ISIS Fighters From 'Christian Families' Are 'The Fiercest We Find,' Terror Expert Tells UN

Militant Islamist fighters wave flags as they take part in a military parade along the streets of Syria's northern Raqqa province June 30, 2014. The fighters held the parade to celebrate their declaration of an Islamic "caliphate" after the group captured territory in neighboring Iraq, a monitoring service said. The Islamic State, an al Qaeda offshoot previously known as Islamic State in Iraq and the Levant, posted pictures online on Sunday of people waving black flags from cars and holding guns in the air, the SITE monitoring service said. |

While most of the Islamic State terrorist organization's foreign fighters come from Muslim backgrounds, a terrorism expert said Tuesday that jihadi recruits hailing from Christian families are among the most ferocious fighters the militant group has to offer.

During a meeting held by the United Nation's Security Council's counter-terrorism committee that focused on foreign terrorist fighters, Scott Atran, the co-founder of Oxford University's Center for Resolution of Intractable Conflict, explained that ISIS has a "revolutionary pull" that is capable of attracting more than just radicalized Muslims.

Although much has been made about IS' (also known as ISIS or ISIL) intricate online recruiting process, Atran said that IS' most successful form of international recruiting is through the convincing of friends and family.

As U.S. intelligence assessments from September indicate that ISIS has recruited over 30,000 foreign recruits to travel to Syria and Iraq in the last year, Atran stated that as many as 75 percent of IS' foreign fighters were recruited to the region by friends.

Meanwhile, 20 percent of IS' foreign fighters were recruited through family members, while only on rare occurrences have foreign fighters been recruited through anonymous strangers or recruiters.

Although some skeptics of Islam believe that radicalized mosques throughout the West hold some responsibility for the radicalization of IS' foreign fighters, the New York-born anthropologist stated that "radicalization rarely occurs in mosques."

"It's the call to glory and adventure that moves these young people to join the Islamic State," The Associated Press quoted Atran as stating. "Jihad offers them a way to become heroes."

Atran, who has interviewed captured fighters from IS and the Al-Qaeda-affiliated Al-Nusra Front, asserted that IS has a "revolutionary pull" similar to the ones that occurred during the French Revolution and the rise of Nazi Germany.

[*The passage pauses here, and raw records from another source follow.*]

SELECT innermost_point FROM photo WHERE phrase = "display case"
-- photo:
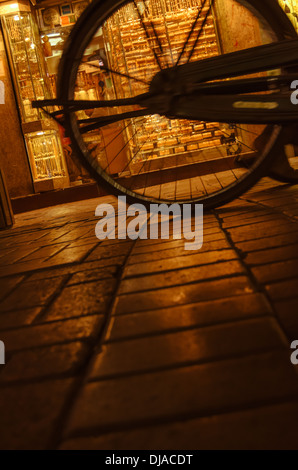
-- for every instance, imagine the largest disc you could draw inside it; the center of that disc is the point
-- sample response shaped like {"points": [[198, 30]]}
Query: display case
{"points": [[27, 63], [157, 141], [291, 8], [31, 82]]}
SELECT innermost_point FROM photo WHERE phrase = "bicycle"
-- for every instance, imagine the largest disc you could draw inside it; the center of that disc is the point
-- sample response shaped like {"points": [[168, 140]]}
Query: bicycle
{"points": [[203, 118]]}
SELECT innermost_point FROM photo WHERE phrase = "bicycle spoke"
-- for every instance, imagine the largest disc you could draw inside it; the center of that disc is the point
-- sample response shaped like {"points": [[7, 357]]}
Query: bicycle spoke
{"points": [[190, 32], [148, 35], [115, 72], [200, 32], [105, 120]]}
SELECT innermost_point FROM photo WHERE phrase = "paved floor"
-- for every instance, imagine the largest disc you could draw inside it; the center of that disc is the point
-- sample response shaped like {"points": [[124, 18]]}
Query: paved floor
{"points": [[143, 345]]}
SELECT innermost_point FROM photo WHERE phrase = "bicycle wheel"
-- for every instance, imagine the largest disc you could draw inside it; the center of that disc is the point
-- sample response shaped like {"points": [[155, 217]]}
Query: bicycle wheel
{"points": [[153, 157]]}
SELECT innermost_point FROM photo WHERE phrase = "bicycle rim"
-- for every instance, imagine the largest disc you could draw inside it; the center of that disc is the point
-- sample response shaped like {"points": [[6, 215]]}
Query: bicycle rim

Atran added that a chunk of foreign recruits are even converts from Christianity or individuals from Christian families who were enticed to join the cause.

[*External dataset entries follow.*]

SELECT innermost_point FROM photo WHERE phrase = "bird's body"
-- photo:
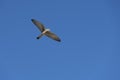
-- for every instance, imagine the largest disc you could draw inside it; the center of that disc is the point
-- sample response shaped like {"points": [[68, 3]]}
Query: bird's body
{"points": [[45, 31]]}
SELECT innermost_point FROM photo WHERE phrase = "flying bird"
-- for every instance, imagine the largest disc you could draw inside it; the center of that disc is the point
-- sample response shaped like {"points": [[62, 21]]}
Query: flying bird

"They happen to be the fiercest of all the fighters we find," Atran said of the fighters from Christian families.

He added that one of IS' greatest recruiting advantages is that IS leaders "understand youth much better than the governments that are fighting against them" and understand how to use social media to target rebellious 15- to 24-year-olds.

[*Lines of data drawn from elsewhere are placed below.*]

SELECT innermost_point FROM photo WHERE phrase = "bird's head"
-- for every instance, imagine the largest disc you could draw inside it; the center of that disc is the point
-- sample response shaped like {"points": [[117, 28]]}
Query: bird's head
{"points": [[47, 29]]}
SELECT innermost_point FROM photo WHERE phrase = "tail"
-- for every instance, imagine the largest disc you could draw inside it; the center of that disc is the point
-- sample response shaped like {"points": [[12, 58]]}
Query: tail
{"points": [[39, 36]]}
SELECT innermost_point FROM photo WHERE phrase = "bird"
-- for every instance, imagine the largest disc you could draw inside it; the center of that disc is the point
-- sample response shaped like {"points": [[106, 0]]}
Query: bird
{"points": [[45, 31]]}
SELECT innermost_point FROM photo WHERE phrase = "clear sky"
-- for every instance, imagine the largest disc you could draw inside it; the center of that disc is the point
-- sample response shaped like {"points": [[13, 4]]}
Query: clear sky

"The Islamic State represents the spearhead of the most dynamic counter-cultural revolutionary movement since World War II with the largest volunteer fighting force since World War II," Atran contended.

Considering that IS has thousands of foreign jihadis from Western nations, Atran said that IS' gameplan is to use the Western recruits to attack soft targets such as cafes, theatres and stadiums in the West, just like the group did in early November when it killed about 130 people in the attacks in Paris.

"There is no change in the game of the Islamic State," he said. "This has been the plan and will continue to be the plan."